En tant que pilote, Roberto Locatelli était habitué aux sommets. Entre 1994 et 2009, il a remporté un titre mondial en 125, s’est approché d’une seconde place, est monté vingt-cinq fois sur le podium et a remporté neuf grands prix. Le premier succès en tant que team manager Fantic a une saveur particulière et unique. Le 24 mars, Aron Canet triomphe au GP du Portugal et prend la tête du Championnat du Monde Moto2. Roberto Locatelli parle de ses émotions.
Première victoire avec Fantic : comme au Luna Park
« En gagnant pour la première fois en tant que team manager, je me sentais comme un enfant au Luna Park.
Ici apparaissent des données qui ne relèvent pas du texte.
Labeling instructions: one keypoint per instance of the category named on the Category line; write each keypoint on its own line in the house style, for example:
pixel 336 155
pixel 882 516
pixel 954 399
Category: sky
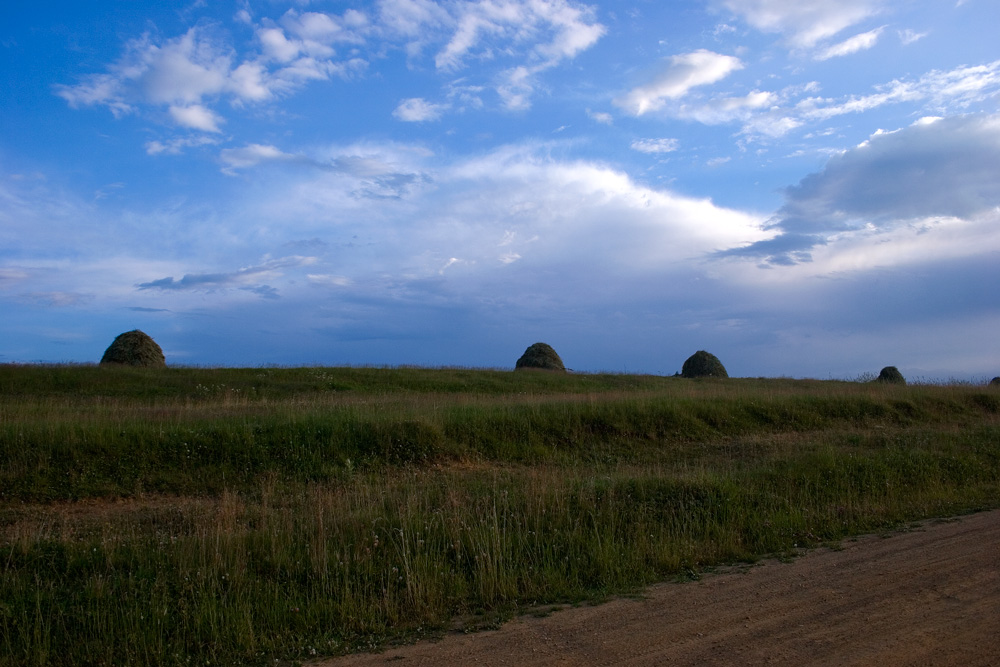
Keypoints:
pixel 803 188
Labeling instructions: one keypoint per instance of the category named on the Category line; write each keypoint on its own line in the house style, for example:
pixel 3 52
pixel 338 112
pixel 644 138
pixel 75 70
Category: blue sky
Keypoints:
pixel 804 188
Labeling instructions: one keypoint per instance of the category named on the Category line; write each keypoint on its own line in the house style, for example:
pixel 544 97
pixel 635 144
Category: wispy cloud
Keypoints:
pixel 416 110
pixel 804 22
pixel 248 278
pixel 655 145
pixel 862 42
pixel 677 77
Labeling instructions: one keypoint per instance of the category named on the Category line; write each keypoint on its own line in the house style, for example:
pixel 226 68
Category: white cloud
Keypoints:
pixel 569 29
pixel 655 145
pixel 602 117
pixel 936 178
pixel 862 42
pixel 250 156
pixel 953 89
pixel 909 36
pixel 248 278
pixel 681 74
pixel 196 117
pixel 804 22
pixel 416 109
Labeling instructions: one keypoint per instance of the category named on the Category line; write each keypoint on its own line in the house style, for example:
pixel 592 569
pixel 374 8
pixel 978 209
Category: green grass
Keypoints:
pixel 239 516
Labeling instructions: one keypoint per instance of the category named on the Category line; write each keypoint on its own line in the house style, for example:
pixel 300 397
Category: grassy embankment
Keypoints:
pixel 236 516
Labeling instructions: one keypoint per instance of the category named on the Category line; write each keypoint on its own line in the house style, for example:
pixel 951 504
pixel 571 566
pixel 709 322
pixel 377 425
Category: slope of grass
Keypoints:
pixel 238 516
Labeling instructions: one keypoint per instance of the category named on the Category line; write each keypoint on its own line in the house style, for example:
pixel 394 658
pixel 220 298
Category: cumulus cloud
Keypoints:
pixel 187 76
pixel 933 173
pixel 680 74
pixel 569 29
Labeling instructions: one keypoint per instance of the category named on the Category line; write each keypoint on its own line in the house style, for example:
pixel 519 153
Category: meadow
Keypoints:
pixel 198 516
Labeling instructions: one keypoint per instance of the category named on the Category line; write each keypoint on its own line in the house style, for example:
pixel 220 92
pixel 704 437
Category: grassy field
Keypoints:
pixel 241 516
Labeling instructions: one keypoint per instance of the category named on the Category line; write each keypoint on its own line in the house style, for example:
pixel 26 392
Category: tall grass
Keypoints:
pixel 175 525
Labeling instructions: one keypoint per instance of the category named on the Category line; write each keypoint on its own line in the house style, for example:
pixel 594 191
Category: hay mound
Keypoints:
pixel 134 348
pixel 540 356
pixel 703 364
pixel 890 375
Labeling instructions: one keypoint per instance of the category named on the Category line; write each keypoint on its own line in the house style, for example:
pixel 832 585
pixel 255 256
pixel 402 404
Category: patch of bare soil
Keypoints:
pixel 929 596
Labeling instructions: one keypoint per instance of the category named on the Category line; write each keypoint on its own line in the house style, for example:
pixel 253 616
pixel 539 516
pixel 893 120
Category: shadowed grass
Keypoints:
pixel 145 520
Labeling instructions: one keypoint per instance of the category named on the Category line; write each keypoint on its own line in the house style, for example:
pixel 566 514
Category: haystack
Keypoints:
pixel 540 356
pixel 890 375
pixel 703 364
pixel 134 348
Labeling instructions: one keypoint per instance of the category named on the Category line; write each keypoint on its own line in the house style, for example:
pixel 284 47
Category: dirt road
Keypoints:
pixel 930 596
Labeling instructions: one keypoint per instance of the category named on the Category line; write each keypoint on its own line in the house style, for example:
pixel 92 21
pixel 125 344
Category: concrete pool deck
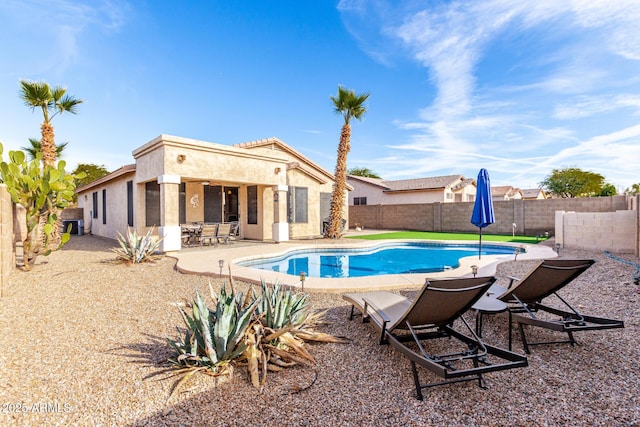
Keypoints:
pixel 206 261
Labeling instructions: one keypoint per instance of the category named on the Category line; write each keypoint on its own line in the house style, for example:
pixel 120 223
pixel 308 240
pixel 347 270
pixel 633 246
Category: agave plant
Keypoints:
pixel 136 249
pixel 276 339
pixel 212 339
pixel 265 332
pixel 282 307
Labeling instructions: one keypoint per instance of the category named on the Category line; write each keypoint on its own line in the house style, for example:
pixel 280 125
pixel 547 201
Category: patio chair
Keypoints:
pixel 405 324
pixel 224 233
pixel 235 229
pixel 525 306
pixel 208 234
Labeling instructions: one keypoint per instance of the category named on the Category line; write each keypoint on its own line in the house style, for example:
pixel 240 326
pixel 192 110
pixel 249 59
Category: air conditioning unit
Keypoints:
pixel 77 226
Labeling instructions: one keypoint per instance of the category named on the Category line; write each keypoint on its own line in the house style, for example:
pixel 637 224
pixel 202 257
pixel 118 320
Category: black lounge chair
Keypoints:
pixel 525 306
pixel 405 324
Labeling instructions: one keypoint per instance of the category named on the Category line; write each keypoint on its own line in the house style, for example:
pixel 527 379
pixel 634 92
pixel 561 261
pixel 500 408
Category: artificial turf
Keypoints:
pixel 429 235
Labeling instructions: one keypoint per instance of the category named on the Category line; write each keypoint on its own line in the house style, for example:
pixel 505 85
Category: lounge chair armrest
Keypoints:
pixel 376 309
pixel 511 280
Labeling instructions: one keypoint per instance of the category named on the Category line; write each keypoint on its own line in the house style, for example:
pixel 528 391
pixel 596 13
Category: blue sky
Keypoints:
pixel 516 87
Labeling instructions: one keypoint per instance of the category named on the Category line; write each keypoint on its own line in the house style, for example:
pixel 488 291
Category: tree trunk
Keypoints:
pixel 339 187
pixel 48 145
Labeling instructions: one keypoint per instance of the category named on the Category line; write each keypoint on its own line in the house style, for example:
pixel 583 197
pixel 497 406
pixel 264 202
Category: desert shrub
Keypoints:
pixel 265 332
pixel 136 249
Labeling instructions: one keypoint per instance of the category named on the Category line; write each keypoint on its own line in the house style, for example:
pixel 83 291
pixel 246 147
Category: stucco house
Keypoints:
pixel 273 191
pixel 443 189
pixel 506 192
pixel 533 194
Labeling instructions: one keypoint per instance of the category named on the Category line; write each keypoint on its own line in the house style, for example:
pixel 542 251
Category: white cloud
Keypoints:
pixel 566 62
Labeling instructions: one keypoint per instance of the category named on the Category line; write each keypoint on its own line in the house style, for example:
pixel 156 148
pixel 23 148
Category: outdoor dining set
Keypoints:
pixel 205 233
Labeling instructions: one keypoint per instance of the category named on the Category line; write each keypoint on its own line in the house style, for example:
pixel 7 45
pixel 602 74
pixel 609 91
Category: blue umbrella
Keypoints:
pixel 483 207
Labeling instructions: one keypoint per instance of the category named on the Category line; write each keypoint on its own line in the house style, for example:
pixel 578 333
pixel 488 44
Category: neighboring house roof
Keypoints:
pixel 506 192
pixel 124 170
pixel 533 193
pixel 417 184
pixel 464 183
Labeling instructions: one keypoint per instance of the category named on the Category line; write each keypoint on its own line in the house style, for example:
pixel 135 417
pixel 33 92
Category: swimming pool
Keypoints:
pixel 392 258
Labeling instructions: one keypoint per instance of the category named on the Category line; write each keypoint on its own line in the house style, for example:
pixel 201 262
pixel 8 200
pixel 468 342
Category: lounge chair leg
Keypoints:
pixel 510 326
pixel 416 380
pixel 481 382
pixel 524 338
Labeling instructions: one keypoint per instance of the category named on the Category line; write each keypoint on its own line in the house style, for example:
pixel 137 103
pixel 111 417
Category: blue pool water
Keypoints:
pixel 396 258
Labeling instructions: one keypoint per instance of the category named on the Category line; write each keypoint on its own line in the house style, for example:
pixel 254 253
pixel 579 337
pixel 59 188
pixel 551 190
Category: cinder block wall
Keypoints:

Vivre le podium et voir mon chauffeur devenir ému pendant l’hymne national, c’était comme entrer dans Disney World, avec un film commençant dans ma tête. C’est comme toucher quelque chose qui vous rend invincible. Cela ne dure pas très longtemps mais en marchant depuis notre mur des stands, pendant que tout le monde courait, j’ai ralenti pour faire en sorte que ce moment soit le plus long possible. Je me souviens encore de la fois où j’ai remporté le championnat du monde au Japon et où j’ai fait un tour d’honneur, en ralentissant pour pouvoir vivre plus longtemps cette émotion. Je l’ai encore fait à Portimao pour Aron Canet. C’était une émotion vraiment forte, avec Aron n’ayant jamais gagné une course en Moto2 et avec Fantic qui me confiait le rôle de team manager. Je me suis senti victorieux avec eux, cela fait partie de mes victoires. Il y avait aussi un peu de pression à cause du résultat que nous avons raté lors de la première course et il ne faut pas du tout montrer cette pression car il faut la retirer au pilote. C’est un peu comme être un père avec des enfants. Pour moi, Aron Canet est aujourd’hui mon fils sportif.
Aron Canet rappelle Casey Stoner à certains égards
« Je pense que nous avons le meilleur pilote de Moto2. Comme cela me fait instinctivement penser à Casey Stoner. L’Australien et moi étions coéquipiers et lorsqu’il y avait encore une séance de qualification vendredi et samedi et avec son temps fixé vendredi, il serait toujours en tête du classement samedi également. Sa performance était bouleversante et explosive. Je ne dis pas qu’Aron est le même, mais il me le rappelle. Il y a parfois des similitudes entre les pilotes et dans la façon dont il exprime sa vitesse, Aron me rappelle Casey. C’est quelque chose que j’ai compris depuis que j’ai commencé à travailler avec lui le premier jour d’essais après le GP de Valence 2023.. Aron est très explosif et cette explosivité doit être contrôlée. J’ai l’impression qu’il montre qu’il peut gérer ça. C’est son antipatinage, ce n’est pas un bouton électronique mais un bouton psychologique. S’il parvient toujours à l’activer au bon moment, il est facile de contourner la position de Portimao.”
Venez un MasterChef
« Nous n’avons fait que deux courses, il faut mettre une virgule, recommencer et toujours faire du bon travail pour en tirer le meilleur parti. Je vais donner un exemple simple : c’est comme MasterChef. Nous avons les mêmes ingrédients que tout le monde mais selon la façon dont nous les cuisinons le résultat peut être moins bon ou meilleur. Nous devons savoir faire du bon travail avec des ingrédients que tout le monde possède.
On ne peut pas gagner toutes les courses mais être toujours parmi les protagonistes aux côtés des autres, oui. Nous voulons toujours donner le meilleur de nous-mêmes et poser une brique après l’autre sur un très long mur : nous avons les outils pour le construire et nous pouvons y arriver. Je travaille avec cet esprit chez Fantic, nous allons au Texas avec ça et nous voulons le maintenir jusqu’à Valence.”